Ekphrasis sonores du visuel : descriptions problématisantes d'un cinéma québécois ignoré

 

Serge Cardinal

Université de Montréal

 

Domaine : création artistique et littéraire

Programme appui à la recherche-création

Concours 2014-2015

Notre projet de recherche-création vise deux objectifs. Premier objectif : faire d'une ekphrasis d'un film québécois une modalité même de la recherche-création pouvant mener au renouvellement des connaissances sur ce film, sur l'analyse filmique, sur l'acte de spectature. Partant de la puissance descriptive des sons, des voix, des paroles, des musiques, entrelacés les uns aux autres, puis projetés dans un espace; ajoutant en contrepoint à cette description sonore la projection de mots, de fragments de phrases; insérant dans ce montage et dans cet espace des images projetées, non pas tirées du film même, mais plutôt créées à partir de son souvenir; faisant tout cela, nous chercherons à produire une description problématisante de deux films québécois : Chronique de la vie quotidienne, de Jacques Leduc, et 24 heures ou plus, de Gilles Groulx, tout en proposant la description d'un troisième film, imaginaire celui-là. Comme pour toute ekphrasis, il s'agit ici de reconfigurer l'œuvre en la décrivant, de produire des déplacements et des rapprochements, des transpositions et des transfigurations, qui découvrent sa logique. Deuxième objectif : dans l'esprit même de l'ekphrasis, proposer un monument d'admiration.
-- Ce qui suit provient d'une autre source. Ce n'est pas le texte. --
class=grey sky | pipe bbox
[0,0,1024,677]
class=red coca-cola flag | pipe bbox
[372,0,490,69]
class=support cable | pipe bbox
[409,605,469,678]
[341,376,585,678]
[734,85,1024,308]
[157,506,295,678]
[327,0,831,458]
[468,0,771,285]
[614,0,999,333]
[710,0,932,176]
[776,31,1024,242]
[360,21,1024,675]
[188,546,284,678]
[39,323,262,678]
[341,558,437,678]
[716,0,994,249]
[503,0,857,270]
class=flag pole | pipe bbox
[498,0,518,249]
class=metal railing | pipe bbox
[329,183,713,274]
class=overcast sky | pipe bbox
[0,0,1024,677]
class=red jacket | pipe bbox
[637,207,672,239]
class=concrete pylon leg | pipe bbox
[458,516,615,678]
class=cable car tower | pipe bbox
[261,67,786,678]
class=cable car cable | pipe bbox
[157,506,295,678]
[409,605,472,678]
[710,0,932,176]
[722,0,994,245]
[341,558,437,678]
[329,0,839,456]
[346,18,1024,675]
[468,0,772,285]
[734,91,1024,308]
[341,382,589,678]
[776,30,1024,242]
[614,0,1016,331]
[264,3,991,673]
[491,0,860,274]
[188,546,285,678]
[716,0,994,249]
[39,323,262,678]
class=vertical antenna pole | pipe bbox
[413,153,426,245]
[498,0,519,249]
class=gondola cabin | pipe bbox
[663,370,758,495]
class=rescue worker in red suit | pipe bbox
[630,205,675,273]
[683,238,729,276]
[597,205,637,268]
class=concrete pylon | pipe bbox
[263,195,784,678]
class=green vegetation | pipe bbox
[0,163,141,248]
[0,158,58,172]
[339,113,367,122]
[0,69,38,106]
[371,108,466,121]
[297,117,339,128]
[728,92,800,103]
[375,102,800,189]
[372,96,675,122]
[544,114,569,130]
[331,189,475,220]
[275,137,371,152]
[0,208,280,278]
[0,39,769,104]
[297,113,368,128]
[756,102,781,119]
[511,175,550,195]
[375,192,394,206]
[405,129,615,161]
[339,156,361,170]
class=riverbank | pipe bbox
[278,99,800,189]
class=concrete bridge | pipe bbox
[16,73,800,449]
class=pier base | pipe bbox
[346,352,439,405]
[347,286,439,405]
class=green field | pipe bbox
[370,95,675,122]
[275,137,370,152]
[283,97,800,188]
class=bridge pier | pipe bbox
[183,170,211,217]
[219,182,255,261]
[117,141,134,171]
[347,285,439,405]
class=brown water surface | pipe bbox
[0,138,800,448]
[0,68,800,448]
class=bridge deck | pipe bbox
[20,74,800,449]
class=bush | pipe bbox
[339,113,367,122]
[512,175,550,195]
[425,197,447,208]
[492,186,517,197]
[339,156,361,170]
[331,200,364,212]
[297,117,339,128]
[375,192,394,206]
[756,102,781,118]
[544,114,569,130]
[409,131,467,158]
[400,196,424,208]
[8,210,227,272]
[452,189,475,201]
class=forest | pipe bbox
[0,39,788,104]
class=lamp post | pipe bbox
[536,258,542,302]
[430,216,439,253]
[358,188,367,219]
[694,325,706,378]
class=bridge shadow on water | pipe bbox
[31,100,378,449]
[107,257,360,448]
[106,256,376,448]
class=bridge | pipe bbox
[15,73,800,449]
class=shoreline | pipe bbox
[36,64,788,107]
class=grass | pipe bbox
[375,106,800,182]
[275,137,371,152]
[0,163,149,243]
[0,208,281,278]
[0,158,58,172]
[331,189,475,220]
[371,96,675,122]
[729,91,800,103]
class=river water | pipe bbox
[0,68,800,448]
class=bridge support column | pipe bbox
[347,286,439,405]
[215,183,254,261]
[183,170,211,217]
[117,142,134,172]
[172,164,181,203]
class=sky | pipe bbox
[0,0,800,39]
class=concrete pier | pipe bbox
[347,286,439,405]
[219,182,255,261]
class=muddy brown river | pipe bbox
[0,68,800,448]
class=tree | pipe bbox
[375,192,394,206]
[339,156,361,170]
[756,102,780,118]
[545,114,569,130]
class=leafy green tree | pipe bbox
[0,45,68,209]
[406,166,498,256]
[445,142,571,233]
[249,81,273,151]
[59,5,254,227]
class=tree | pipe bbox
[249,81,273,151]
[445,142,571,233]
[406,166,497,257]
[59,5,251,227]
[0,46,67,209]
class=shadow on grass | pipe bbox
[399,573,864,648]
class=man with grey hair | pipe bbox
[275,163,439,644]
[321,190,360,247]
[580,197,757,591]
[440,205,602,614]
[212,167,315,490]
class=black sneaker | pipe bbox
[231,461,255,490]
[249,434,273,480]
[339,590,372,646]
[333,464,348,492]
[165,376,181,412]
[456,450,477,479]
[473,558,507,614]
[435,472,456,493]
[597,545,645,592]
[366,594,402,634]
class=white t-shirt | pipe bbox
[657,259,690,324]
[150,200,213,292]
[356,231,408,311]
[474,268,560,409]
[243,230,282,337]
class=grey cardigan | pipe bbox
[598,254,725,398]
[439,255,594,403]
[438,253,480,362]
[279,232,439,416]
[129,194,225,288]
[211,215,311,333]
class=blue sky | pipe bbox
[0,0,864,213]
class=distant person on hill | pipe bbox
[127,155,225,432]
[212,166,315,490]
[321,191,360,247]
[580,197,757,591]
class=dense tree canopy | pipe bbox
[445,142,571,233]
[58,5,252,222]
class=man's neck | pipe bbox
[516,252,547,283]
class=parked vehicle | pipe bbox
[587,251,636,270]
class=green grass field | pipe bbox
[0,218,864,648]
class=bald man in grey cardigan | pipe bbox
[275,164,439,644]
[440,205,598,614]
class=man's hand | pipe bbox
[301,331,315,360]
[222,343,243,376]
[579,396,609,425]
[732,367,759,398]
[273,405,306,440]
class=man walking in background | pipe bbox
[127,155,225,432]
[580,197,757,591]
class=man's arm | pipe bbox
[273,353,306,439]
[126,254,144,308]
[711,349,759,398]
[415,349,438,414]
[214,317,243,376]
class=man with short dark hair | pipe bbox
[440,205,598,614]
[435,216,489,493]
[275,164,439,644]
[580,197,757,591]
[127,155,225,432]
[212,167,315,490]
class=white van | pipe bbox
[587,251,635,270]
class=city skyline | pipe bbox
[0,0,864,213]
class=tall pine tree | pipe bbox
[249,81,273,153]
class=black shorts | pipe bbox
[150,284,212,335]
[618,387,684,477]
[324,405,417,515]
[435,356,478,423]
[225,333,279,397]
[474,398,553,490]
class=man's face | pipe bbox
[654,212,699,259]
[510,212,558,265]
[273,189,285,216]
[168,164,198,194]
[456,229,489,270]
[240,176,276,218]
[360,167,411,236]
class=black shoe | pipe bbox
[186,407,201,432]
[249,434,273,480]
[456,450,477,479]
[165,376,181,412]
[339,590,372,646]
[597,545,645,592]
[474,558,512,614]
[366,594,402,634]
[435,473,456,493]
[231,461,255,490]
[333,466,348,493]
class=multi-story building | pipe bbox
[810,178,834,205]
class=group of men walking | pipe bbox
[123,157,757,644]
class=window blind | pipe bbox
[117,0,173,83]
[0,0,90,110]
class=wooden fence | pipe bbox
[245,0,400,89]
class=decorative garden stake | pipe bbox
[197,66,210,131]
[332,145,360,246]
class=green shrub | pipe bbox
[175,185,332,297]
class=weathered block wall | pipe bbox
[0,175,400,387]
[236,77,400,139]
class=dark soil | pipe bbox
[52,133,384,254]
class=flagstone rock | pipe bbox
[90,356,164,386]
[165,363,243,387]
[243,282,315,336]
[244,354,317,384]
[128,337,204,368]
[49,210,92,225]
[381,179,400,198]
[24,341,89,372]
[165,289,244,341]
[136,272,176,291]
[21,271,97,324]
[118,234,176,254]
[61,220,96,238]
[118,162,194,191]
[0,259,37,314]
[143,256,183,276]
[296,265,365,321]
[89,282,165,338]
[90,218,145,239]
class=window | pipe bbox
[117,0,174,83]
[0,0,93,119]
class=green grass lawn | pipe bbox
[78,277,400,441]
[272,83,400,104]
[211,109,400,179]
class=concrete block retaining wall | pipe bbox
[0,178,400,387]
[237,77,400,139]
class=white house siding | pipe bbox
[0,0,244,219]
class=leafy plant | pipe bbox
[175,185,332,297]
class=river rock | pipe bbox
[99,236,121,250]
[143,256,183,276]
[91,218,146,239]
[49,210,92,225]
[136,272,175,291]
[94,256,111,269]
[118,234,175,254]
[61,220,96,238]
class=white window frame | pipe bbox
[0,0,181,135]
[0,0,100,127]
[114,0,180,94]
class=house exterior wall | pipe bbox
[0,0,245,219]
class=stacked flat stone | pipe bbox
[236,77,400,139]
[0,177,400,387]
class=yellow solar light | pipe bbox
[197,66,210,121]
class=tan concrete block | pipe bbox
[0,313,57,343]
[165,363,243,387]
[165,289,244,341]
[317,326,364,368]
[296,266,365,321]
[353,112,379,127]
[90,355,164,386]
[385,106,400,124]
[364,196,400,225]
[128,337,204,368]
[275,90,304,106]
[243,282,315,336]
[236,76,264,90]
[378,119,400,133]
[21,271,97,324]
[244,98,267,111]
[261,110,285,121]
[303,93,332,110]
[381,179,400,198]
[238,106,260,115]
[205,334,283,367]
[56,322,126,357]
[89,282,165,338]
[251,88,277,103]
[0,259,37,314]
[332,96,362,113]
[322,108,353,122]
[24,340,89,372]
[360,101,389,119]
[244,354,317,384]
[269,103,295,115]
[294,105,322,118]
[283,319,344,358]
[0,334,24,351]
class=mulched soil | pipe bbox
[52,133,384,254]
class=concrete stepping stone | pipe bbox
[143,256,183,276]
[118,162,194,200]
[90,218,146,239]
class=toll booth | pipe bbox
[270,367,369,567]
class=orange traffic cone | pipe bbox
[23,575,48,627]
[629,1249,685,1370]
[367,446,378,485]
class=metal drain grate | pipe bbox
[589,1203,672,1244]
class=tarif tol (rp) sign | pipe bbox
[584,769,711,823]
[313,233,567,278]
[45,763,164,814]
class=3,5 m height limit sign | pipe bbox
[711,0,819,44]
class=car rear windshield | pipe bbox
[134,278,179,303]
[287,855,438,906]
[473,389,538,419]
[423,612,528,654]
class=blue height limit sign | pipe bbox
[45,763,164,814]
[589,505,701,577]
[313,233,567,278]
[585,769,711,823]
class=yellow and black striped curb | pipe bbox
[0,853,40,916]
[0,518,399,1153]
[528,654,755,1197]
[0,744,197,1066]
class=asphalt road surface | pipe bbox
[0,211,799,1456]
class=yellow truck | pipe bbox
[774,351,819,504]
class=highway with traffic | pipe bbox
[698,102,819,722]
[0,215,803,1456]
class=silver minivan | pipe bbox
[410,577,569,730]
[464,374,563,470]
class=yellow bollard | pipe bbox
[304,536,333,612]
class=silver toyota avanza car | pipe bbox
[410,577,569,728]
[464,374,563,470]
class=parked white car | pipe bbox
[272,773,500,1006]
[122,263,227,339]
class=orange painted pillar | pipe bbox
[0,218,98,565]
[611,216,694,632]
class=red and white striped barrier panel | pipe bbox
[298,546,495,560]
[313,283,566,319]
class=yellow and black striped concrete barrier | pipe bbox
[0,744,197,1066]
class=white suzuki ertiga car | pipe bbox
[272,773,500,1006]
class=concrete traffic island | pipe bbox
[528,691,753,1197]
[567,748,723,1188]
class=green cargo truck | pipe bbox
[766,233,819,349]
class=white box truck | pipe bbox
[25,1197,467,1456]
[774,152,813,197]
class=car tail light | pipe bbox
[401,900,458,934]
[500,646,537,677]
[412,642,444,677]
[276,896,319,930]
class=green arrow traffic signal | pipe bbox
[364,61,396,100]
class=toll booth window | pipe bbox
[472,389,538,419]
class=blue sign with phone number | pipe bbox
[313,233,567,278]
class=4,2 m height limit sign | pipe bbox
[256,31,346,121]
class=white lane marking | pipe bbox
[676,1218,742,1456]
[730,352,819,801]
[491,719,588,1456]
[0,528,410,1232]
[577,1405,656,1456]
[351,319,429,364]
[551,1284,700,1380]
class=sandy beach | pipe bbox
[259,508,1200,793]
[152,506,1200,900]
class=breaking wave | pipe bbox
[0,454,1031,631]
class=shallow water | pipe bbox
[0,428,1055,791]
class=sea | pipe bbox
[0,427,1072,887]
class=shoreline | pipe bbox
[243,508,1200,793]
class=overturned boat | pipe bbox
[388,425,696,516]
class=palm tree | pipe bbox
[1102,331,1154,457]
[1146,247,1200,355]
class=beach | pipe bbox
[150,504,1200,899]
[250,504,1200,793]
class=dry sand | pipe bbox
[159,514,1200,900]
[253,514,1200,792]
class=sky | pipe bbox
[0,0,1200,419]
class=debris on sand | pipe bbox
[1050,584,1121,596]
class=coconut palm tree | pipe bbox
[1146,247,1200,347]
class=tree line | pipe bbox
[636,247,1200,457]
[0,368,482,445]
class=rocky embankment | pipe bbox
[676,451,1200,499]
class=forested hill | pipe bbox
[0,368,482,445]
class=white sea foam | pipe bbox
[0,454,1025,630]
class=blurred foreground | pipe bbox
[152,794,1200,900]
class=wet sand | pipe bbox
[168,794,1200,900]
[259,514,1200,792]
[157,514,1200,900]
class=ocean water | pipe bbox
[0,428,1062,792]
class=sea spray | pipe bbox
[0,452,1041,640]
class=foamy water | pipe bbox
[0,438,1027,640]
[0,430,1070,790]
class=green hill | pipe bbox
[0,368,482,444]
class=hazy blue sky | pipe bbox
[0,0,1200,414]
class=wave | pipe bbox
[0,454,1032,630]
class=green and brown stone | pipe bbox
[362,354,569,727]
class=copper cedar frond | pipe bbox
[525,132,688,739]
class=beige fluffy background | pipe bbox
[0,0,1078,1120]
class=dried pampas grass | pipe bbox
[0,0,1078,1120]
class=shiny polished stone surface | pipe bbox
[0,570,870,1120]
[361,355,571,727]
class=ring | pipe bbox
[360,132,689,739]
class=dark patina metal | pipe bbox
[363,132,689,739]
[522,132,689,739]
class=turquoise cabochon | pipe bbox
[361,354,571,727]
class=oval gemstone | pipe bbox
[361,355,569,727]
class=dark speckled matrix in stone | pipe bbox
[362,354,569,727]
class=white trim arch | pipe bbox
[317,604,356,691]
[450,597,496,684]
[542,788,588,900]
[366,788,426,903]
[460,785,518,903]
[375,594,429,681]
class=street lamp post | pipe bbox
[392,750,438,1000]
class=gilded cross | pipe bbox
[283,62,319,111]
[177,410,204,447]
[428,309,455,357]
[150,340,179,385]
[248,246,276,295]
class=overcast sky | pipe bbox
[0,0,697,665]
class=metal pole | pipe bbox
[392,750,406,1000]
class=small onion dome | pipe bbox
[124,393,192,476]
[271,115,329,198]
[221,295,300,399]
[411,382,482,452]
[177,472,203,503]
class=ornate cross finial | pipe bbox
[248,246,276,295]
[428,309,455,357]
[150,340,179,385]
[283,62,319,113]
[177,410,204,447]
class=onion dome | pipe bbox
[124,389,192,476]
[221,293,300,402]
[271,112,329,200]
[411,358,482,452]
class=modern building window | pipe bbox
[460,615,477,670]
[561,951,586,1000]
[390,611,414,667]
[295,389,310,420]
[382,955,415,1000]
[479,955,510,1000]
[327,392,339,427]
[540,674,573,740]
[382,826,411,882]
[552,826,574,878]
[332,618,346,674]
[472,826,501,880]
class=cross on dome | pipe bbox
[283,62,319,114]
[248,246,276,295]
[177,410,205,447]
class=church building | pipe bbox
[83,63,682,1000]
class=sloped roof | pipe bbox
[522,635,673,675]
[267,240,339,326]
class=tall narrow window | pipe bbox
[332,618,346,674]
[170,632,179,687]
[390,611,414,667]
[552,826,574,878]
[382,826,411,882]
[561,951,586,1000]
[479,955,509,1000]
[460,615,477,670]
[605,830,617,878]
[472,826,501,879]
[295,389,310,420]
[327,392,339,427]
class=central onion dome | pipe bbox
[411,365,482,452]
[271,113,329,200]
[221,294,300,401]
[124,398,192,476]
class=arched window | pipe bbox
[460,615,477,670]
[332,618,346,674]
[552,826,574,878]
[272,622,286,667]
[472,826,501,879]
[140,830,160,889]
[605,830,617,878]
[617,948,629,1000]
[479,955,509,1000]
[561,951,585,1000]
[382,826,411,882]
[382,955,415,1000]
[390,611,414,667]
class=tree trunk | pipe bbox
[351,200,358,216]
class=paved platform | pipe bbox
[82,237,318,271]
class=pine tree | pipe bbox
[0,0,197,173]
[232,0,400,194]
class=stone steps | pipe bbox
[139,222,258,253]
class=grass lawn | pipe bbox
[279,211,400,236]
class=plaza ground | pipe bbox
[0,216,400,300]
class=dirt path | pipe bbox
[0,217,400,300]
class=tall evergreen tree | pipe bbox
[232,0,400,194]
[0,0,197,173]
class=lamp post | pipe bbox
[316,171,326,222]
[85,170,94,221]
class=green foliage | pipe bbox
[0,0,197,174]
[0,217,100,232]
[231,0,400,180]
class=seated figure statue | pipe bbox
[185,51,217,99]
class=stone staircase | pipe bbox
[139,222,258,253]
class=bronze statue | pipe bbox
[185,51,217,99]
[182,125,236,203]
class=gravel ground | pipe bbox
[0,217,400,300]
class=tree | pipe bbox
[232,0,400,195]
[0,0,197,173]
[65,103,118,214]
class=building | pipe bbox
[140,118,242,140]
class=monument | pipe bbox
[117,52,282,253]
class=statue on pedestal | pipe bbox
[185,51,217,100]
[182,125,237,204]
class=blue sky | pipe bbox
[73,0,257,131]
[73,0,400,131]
Notre ekphrasis se veut un monument dédié à l'admiration de deux filmographies oubliées ou méconnues, qui n'ont plus de présence dans l'actualité, et qui ont, pire encore, disparu de notre passé. Pourtant, ces filmographies ont contribué de manière importante au développement des formes les plus singulières du cinéma québécois.

Pour atteindre ces deux objectifs, nous proposons de produire une installation audio-visuelle divisée en trois parties égales de 15 minutes, qui décrira en les transformant les deux films, et qui proposera la description d'un film imaginaire. Nous proposons aussi d'inscrire cette installation dans l'espace de la Cinémathèque québécoise, et d'en faire l'un des outils de notre recherche-création, en quelque sorte. Toute la force d'une telle ekphrasis tient au dialogue qu'elle peut entretenir avec les films qu'elle cherche à décrire ou à imaginer. Car il s'agit d'atteindre ce point où la description poétique des films oblige à les revoir et à les repenser; et il s'agit aussi d'atteindre ce point où le fait d'avoir revu ces films oblige le spectateur à réentendre et à revoir l'ekphrasis, pour la repenser elle aussi. C'est pourquoi nous proposons d'inscrire cette installation dans l'espace de la Cinémathèque québécoise : nous pourrons alors programmer en parallèle à l'ekphrasis les films décrits eux-mêmes, mais aussi toute la filmographie de Jacques Leduc et de Gilles Groulx, permettant alors au spectateur de réévaluer leur œuvre.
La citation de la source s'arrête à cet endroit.